ABU DHABI (Reuters) - Lewis Hamilton bared body and soul on Sunday after stripping down to his waist on the podium following his victory in the season-ending Abu Dhabi Grand Prix.
The Mercedes driver, who had already clinched his fifth Formula One championship, has a large cross and the words ‘Still I rise’ tattooed prominently on his back, with plenty of ink elsewhere as well.
The Briton said he had wanted to use it as an inspiration for others.
“I’ve always kind of wanted to do it, because I wanted to show ‘Still I rise’,” he told Sky Sports television when asked about his celebrations.
“And I think it was the perfect moment because that’s really how it’s been this year.”
The Briton ended the season with 11 wins, equalling his best for a campaign, but the year did not start out that way with Ferrari’s Sebastian Vettel winning the first two and Hamilton on the back foot.
For much of the first half of the season, the champion was telling people he did not have the quickest car but he and Mercedes came back strongly after the August break and reaped the rewards.
Hamilton, Formula One’s first black champion who has risen from an under-privileged background to success and wealth beyond his dreams, urged people to read ‘Still I Rise’, a poem by American Maya Angelou.

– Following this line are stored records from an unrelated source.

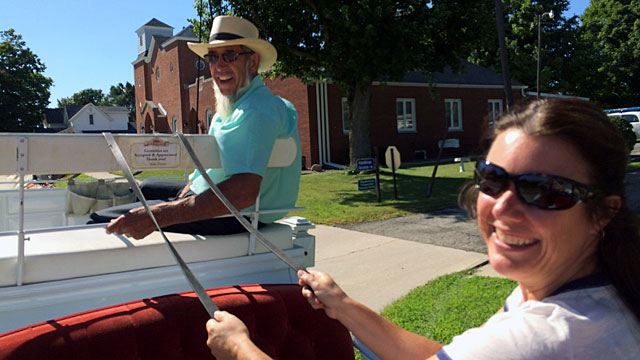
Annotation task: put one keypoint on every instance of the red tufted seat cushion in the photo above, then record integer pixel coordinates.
(279, 319)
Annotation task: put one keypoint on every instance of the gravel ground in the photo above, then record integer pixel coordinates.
(453, 228)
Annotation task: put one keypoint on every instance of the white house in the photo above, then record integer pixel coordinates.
(95, 119)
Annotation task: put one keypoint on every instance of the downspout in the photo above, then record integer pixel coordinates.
(320, 124)
(323, 107)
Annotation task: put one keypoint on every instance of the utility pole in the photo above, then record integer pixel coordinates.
(504, 58)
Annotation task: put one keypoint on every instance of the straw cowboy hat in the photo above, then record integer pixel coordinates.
(232, 30)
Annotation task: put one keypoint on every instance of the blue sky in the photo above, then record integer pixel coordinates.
(91, 43)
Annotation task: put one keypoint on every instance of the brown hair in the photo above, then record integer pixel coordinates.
(588, 130)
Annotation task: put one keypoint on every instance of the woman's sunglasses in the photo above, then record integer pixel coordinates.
(543, 191)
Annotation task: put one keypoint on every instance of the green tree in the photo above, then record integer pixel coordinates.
(123, 95)
(357, 42)
(83, 97)
(24, 90)
(521, 31)
(608, 61)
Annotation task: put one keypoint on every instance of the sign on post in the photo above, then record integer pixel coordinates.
(367, 184)
(365, 164)
(392, 157)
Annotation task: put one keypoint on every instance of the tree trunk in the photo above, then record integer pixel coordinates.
(359, 97)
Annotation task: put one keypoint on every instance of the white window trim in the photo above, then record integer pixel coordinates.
(344, 103)
(209, 116)
(449, 121)
(501, 109)
(414, 128)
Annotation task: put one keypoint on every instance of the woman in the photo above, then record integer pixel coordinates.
(550, 204)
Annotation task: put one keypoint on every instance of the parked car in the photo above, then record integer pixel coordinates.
(631, 114)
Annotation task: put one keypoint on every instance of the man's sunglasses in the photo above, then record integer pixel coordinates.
(227, 56)
(543, 191)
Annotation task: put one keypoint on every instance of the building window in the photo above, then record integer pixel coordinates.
(346, 124)
(406, 115)
(495, 111)
(209, 117)
(453, 113)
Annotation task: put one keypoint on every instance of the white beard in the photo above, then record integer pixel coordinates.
(224, 103)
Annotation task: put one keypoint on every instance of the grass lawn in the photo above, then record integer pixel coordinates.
(448, 305)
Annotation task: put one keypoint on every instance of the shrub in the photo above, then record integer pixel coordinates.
(626, 130)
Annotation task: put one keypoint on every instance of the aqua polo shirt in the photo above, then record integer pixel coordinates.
(245, 141)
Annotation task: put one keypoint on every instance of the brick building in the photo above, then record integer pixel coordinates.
(174, 92)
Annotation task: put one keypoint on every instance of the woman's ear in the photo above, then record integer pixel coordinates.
(612, 204)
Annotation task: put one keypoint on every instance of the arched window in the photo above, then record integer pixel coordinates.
(209, 117)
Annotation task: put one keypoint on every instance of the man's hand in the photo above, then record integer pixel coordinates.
(136, 224)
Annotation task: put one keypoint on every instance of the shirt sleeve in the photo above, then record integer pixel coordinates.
(528, 334)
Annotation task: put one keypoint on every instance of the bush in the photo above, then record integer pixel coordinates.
(626, 130)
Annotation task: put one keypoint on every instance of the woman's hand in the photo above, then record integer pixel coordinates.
(326, 294)
(229, 337)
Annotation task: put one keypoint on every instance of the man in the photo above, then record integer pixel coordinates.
(248, 120)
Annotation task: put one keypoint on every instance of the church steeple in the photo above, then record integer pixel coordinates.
(152, 28)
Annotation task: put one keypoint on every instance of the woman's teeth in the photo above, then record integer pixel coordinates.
(513, 240)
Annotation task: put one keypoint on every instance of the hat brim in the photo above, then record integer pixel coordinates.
(267, 52)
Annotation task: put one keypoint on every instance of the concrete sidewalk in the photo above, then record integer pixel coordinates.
(376, 270)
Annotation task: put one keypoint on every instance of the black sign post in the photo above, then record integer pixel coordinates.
(378, 194)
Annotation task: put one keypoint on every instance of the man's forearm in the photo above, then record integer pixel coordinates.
(241, 190)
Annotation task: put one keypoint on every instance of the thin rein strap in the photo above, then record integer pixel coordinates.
(206, 301)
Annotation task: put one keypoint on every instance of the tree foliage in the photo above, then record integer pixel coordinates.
(521, 32)
(123, 95)
(626, 130)
(24, 90)
(357, 42)
(610, 52)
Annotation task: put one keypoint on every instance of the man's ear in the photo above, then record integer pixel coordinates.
(254, 63)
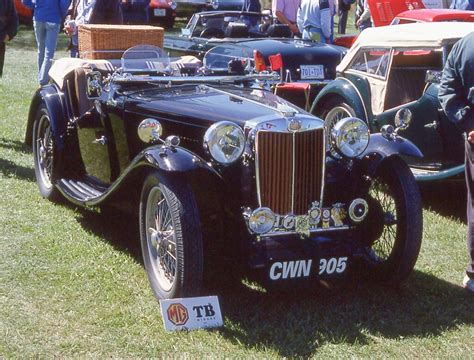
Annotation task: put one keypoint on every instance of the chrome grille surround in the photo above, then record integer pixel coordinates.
(280, 158)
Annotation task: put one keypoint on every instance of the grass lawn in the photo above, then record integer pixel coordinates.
(72, 282)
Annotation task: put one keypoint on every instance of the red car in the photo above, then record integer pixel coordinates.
(162, 12)
(394, 12)
(433, 15)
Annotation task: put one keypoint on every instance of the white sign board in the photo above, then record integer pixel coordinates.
(191, 313)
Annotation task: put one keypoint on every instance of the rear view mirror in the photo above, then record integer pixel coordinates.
(94, 84)
(433, 76)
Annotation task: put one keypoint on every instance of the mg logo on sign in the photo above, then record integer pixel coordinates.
(177, 314)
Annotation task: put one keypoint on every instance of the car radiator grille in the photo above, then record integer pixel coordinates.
(290, 170)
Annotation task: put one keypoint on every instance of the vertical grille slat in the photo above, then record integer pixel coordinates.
(290, 169)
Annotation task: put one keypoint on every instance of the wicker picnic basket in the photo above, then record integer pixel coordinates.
(110, 41)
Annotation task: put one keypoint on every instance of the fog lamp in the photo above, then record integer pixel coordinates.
(358, 210)
(261, 220)
(350, 137)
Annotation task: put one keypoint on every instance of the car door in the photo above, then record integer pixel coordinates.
(96, 145)
(406, 89)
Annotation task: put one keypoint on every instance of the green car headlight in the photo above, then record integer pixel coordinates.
(225, 141)
(350, 137)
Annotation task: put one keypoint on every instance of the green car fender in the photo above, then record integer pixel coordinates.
(342, 89)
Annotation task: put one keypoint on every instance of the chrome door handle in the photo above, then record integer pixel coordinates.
(101, 141)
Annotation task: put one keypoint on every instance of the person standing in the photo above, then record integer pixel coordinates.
(316, 20)
(364, 18)
(91, 12)
(47, 19)
(8, 27)
(285, 11)
(456, 95)
(343, 8)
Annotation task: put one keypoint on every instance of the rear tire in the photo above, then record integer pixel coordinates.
(171, 237)
(46, 155)
(392, 256)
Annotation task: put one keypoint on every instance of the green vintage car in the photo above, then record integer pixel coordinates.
(390, 75)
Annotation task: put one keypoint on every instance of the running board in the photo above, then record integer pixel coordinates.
(81, 190)
(431, 175)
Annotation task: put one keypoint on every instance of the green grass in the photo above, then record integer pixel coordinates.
(72, 282)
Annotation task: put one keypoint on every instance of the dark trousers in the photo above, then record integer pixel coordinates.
(2, 56)
(341, 27)
(470, 206)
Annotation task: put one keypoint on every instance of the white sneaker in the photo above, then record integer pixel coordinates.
(468, 283)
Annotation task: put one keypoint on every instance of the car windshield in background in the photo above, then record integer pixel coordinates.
(239, 25)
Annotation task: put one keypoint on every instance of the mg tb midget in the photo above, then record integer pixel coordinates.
(220, 165)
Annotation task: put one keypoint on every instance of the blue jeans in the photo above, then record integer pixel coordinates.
(46, 37)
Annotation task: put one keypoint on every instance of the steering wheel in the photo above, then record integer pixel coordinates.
(212, 32)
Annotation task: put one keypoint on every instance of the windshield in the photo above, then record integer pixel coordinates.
(148, 59)
(218, 58)
(234, 25)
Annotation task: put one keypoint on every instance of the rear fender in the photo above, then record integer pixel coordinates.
(54, 103)
(344, 89)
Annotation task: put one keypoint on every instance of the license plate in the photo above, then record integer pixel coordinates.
(159, 12)
(312, 71)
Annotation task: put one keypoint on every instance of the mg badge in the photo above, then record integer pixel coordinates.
(289, 222)
(294, 125)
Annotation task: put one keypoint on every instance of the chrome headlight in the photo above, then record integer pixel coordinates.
(350, 137)
(225, 141)
(261, 220)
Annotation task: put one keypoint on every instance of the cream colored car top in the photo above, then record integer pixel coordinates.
(417, 35)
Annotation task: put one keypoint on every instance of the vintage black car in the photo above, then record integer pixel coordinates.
(240, 34)
(219, 164)
(190, 7)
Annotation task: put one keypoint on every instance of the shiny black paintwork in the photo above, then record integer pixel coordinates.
(221, 192)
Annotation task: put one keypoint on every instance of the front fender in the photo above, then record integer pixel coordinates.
(386, 147)
(175, 159)
(54, 103)
(343, 88)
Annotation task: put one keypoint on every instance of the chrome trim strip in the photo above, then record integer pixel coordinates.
(257, 169)
(314, 231)
(293, 173)
(308, 122)
(323, 180)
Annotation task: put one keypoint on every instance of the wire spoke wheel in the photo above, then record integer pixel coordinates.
(161, 241)
(383, 246)
(45, 150)
(396, 220)
(46, 156)
(171, 237)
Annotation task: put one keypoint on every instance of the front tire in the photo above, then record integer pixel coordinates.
(171, 238)
(395, 194)
(46, 155)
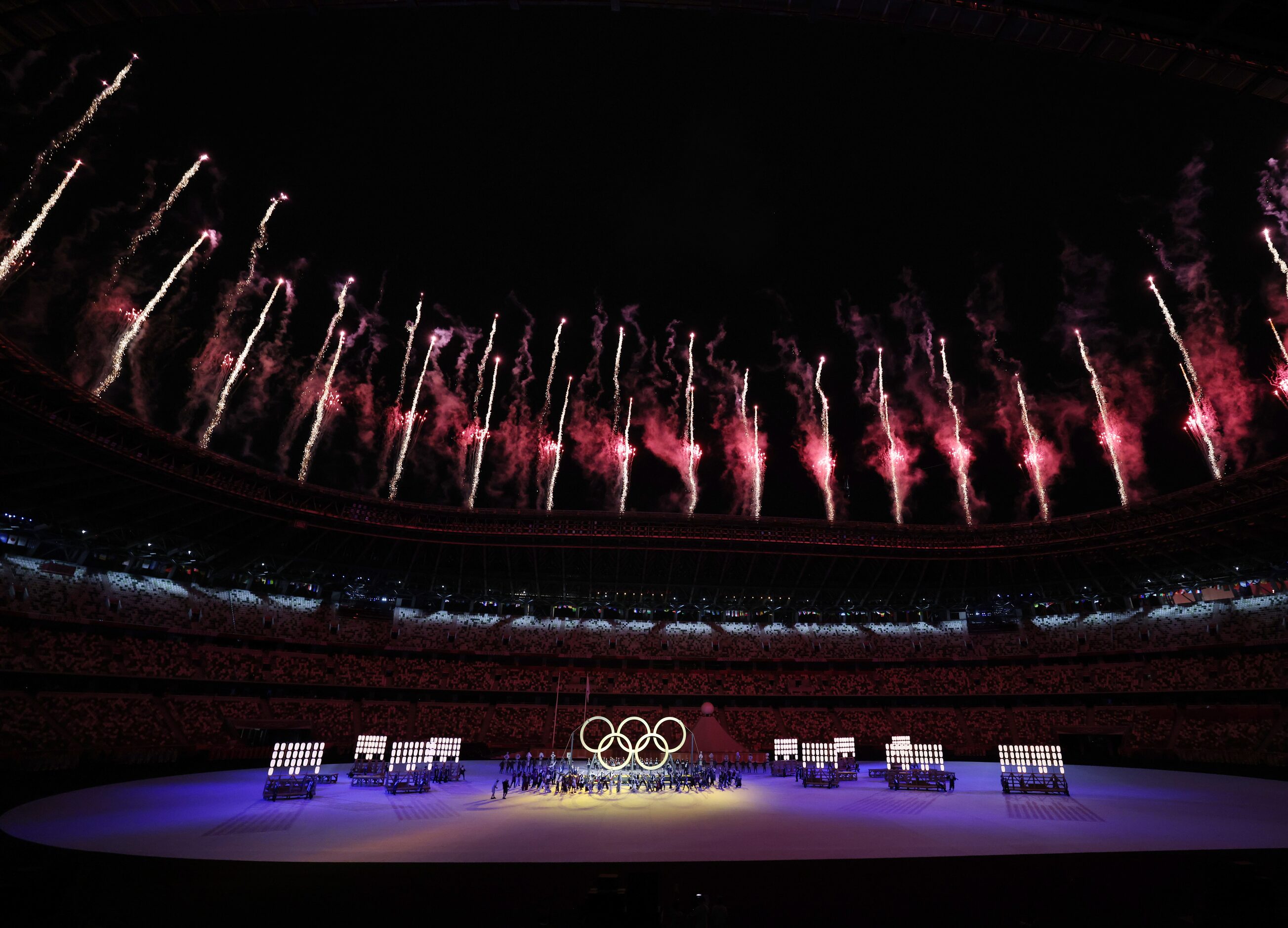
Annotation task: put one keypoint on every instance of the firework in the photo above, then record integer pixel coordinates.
(257, 247)
(960, 456)
(1034, 454)
(487, 351)
(625, 453)
(411, 338)
(67, 136)
(825, 465)
(133, 331)
(1202, 420)
(554, 472)
(482, 433)
(155, 219)
(20, 245)
(550, 380)
(751, 437)
(893, 456)
(692, 453)
(1274, 253)
(618, 384)
(332, 325)
(320, 412)
(1109, 435)
(410, 418)
(237, 368)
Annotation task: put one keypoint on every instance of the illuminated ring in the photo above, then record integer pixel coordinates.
(618, 736)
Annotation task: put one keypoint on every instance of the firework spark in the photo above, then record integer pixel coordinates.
(410, 420)
(1109, 435)
(487, 351)
(1204, 420)
(482, 433)
(155, 219)
(554, 472)
(618, 384)
(961, 456)
(751, 437)
(825, 465)
(1274, 253)
(20, 245)
(1034, 453)
(133, 331)
(625, 453)
(893, 454)
(237, 368)
(411, 339)
(67, 136)
(320, 412)
(550, 380)
(332, 325)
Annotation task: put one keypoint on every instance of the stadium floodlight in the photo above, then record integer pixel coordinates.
(370, 748)
(411, 755)
(291, 757)
(818, 755)
(445, 751)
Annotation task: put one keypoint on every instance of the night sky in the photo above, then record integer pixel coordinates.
(751, 173)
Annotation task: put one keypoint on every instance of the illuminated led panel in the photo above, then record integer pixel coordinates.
(818, 753)
(928, 757)
(409, 753)
(1031, 759)
(445, 749)
(372, 748)
(293, 757)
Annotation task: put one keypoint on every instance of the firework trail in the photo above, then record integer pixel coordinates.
(411, 339)
(1034, 456)
(825, 465)
(625, 453)
(618, 384)
(482, 433)
(1201, 408)
(332, 325)
(66, 137)
(155, 221)
(257, 247)
(1111, 435)
(692, 453)
(554, 472)
(751, 436)
(237, 369)
(133, 331)
(21, 243)
(961, 457)
(550, 380)
(410, 420)
(893, 454)
(478, 391)
(1274, 253)
(320, 412)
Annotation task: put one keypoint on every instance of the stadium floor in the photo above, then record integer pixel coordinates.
(221, 816)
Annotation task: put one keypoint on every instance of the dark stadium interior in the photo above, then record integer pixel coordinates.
(786, 179)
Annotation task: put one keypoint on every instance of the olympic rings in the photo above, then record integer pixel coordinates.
(616, 736)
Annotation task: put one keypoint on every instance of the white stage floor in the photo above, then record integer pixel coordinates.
(221, 816)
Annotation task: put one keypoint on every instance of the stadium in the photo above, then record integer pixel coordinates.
(1037, 666)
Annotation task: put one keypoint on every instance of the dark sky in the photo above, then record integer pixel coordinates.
(751, 172)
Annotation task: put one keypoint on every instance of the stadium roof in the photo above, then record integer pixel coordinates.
(1241, 45)
(85, 476)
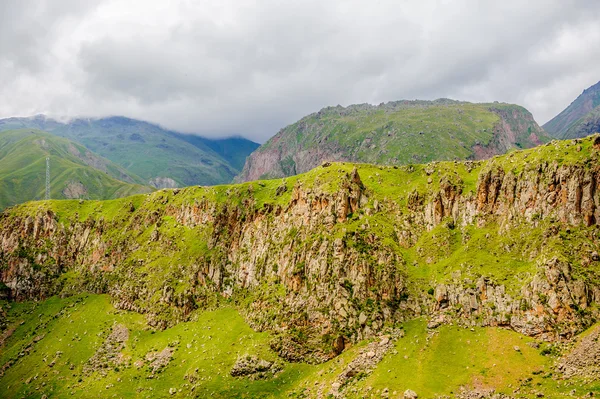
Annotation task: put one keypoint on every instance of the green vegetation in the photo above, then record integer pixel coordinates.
(399, 133)
(581, 118)
(75, 171)
(156, 252)
(51, 344)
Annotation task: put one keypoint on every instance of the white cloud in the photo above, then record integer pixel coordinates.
(251, 67)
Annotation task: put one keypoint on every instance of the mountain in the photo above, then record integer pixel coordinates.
(161, 157)
(581, 118)
(471, 279)
(75, 171)
(395, 133)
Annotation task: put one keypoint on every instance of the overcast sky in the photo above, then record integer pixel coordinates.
(224, 67)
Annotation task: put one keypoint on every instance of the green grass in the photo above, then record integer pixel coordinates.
(150, 151)
(430, 363)
(399, 133)
(23, 169)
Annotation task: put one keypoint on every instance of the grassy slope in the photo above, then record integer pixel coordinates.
(77, 326)
(23, 169)
(146, 149)
(397, 133)
(506, 257)
(454, 357)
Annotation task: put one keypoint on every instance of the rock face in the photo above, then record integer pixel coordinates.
(339, 255)
(395, 133)
(254, 368)
(163, 182)
(74, 189)
(584, 359)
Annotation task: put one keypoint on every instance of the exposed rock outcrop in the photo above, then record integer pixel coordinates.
(324, 261)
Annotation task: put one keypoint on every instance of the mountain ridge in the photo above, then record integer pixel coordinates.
(380, 272)
(162, 157)
(75, 171)
(394, 133)
(580, 118)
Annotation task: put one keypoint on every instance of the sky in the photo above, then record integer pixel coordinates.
(235, 67)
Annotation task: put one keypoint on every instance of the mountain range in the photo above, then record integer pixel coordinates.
(395, 133)
(413, 249)
(457, 279)
(581, 118)
(162, 158)
(76, 172)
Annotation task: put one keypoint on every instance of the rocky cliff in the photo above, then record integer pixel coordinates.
(395, 133)
(337, 254)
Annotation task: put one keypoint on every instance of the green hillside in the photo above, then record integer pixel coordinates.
(51, 343)
(75, 171)
(162, 158)
(395, 133)
(477, 275)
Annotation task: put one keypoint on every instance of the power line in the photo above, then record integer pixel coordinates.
(47, 178)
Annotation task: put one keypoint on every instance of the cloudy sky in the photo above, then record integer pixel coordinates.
(223, 67)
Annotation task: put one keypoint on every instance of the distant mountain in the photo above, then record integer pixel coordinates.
(162, 158)
(76, 172)
(395, 133)
(581, 118)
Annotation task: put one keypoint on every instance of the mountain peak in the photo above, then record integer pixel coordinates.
(581, 118)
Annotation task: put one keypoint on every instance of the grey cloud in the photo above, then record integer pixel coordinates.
(250, 68)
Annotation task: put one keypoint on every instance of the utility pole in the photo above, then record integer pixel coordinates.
(47, 178)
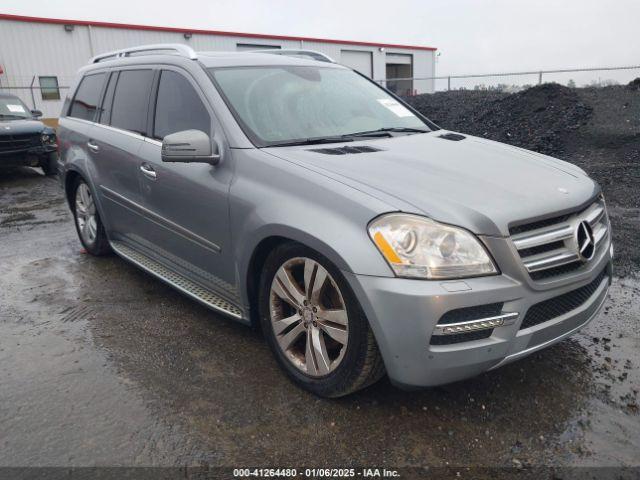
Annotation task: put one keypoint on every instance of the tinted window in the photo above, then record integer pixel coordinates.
(105, 114)
(49, 88)
(131, 100)
(85, 103)
(178, 107)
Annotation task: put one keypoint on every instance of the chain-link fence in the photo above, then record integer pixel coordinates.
(514, 81)
(47, 93)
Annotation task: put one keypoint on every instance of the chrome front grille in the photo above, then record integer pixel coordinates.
(555, 247)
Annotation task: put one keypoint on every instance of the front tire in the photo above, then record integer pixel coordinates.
(314, 324)
(87, 219)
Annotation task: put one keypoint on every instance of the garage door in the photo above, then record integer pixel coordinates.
(358, 60)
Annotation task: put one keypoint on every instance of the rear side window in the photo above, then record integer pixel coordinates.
(131, 100)
(178, 107)
(107, 102)
(85, 103)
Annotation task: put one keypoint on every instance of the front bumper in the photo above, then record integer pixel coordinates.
(31, 157)
(403, 315)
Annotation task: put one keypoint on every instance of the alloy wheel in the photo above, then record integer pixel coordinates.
(308, 316)
(86, 214)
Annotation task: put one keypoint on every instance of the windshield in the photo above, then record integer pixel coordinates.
(13, 108)
(280, 105)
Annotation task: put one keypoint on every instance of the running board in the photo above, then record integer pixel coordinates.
(180, 282)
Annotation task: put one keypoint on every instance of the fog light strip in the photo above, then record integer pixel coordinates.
(474, 325)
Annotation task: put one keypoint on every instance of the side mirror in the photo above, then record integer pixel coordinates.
(190, 146)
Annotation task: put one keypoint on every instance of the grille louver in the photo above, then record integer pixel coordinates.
(548, 248)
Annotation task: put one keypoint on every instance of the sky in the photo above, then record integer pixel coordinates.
(472, 36)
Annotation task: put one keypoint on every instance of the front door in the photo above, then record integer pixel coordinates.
(116, 141)
(187, 221)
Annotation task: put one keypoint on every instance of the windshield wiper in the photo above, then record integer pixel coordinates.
(349, 137)
(17, 117)
(387, 132)
(313, 141)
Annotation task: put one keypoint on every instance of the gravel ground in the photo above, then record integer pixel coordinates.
(100, 364)
(598, 129)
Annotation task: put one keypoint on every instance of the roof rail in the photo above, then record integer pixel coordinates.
(182, 50)
(314, 55)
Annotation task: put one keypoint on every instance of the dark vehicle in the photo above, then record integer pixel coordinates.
(25, 140)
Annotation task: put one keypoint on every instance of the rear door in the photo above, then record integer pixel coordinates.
(187, 203)
(115, 143)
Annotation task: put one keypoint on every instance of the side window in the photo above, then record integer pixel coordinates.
(178, 107)
(85, 102)
(107, 102)
(131, 100)
(49, 88)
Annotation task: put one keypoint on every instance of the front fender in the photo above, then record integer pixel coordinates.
(307, 207)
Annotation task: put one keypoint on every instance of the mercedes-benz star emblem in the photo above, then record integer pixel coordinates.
(586, 243)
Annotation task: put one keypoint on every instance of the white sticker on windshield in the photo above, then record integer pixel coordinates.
(396, 107)
(16, 108)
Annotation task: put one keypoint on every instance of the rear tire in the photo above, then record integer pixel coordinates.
(87, 220)
(49, 164)
(319, 334)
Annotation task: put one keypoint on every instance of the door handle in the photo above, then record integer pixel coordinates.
(148, 171)
(93, 147)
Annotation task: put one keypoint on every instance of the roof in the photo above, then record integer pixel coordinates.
(23, 18)
(214, 60)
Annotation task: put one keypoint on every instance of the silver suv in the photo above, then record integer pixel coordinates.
(295, 194)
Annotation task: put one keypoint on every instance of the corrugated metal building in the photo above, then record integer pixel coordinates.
(40, 56)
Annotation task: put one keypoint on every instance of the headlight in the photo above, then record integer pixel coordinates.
(48, 138)
(418, 247)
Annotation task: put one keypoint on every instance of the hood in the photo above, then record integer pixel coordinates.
(474, 183)
(17, 127)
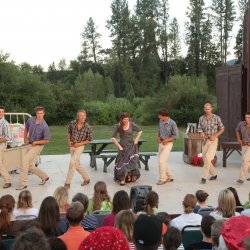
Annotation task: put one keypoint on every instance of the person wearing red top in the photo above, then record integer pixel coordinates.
(75, 234)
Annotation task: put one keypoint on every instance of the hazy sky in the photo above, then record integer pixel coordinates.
(43, 31)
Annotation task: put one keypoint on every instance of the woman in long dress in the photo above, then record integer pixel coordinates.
(127, 161)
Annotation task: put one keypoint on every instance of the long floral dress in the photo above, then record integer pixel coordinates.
(127, 161)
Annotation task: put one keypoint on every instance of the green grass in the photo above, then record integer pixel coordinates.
(58, 143)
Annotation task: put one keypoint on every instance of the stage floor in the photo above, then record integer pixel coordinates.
(187, 180)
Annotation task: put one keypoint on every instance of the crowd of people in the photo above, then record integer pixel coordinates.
(100, 222)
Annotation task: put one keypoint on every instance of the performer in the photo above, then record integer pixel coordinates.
(167, 134)
(210, 128)
(5, 135)
(243, 137)
(127, 161)
(36, 134)
(79, 135)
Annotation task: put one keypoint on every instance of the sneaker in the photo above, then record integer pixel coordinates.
(203, 181)
(212, 178)
(240, 181)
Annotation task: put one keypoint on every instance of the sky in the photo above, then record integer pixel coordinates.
(43, 31)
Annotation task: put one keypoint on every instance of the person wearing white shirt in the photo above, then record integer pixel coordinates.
(188, 217)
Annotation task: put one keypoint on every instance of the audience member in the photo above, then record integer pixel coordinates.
(188, 217)
(120, 202)
(25, 209)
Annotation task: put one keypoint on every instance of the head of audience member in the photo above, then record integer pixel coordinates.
(151, 202)
(189, 203)
(49, 215)
(120, 201)
(2, 111)
(32, 239)
(206, 224)
(83, 199)
(125, 220)
(172, 239)
(147, 232)
(7, 205)
(56, 244)
(40, 112)
(201, 197)
(216, 232)
(75, 213)
(103, 238)
(61, 195)
(81, 116)
(236, 196)
(100, 195)
(24, 200)
(226, 203)
(163, 115)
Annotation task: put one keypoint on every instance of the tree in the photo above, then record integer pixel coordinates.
(91, 38)
(224, 17)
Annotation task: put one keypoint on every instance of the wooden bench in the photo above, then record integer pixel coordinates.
(108, 158)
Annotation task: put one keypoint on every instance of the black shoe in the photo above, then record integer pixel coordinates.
(212, 178)
(203, 181)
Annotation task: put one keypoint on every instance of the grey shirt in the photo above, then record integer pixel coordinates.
(168, 129)
(37, 131)
(244, 131)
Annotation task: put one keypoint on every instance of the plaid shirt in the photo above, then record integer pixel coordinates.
(5, 130)
(210, 126)
(76, 136)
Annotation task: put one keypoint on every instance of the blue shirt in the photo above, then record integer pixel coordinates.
(37, 131)
(168, 129)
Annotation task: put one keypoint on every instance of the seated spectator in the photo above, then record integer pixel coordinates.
(201, 197)
(49, 218)
(147, 232)
(206, 243)
(105, 238)
(25, 209)
(7, 205)
(120, 202)
(226, 205)
(151, 203)
(101, 199)
(75, 234)
(172, 239)
(56, 244)
(216, 232)
(189, 217)
(125, 220)
(61, 195)
(31, 239)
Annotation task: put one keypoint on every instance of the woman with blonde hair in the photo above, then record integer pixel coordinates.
(61, 195)
(25, 209)
(101, 200)
(226, 205)
(125, 220)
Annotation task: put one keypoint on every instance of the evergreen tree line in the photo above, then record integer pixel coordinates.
(143, 71)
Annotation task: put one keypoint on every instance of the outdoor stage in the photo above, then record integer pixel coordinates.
(187, 180)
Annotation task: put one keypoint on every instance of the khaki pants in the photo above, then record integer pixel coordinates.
(164, 152)
(208, 153)
(3, 170)
(29, 165)
(245, 162)
(74, 165)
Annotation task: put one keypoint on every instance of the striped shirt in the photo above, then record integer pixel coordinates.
(5, 132)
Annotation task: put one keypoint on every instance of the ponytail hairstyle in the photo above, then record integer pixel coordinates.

“Please go and read it because it applies to anyone who’s stumbling and falling,” he said.
“Look at Billy Monger, he’s been a real inspiration to me this year,” he added, referring to the young British driver who lost both his legs in a Formula Four crash last year but came back to stand on the podium in Formula Three in March.
“He probably looks up to me because he wants to be in Formula One but what he’s done...that’s really what ‘Still I Rise’ is all about,” said Hamilton.
The Briton has broken new ground this season, for the first time in his career winning races after he has clinched the championship.
“I really wanted to end the season strong and I think on a personal note I was able to do that,” he said.
“I wanted to end the way I plan to start next year, and that was kind of the new psyche.
“I’ve grown, I’ve understood myself more,” he said, when asked what he had learned. “I’ve just been able to be a better me all year long and that’s never going to stop.
“I’m going to continue to try and work on that and on the output, on the energy I’m projecting to people, my commitment to all the different things I have.”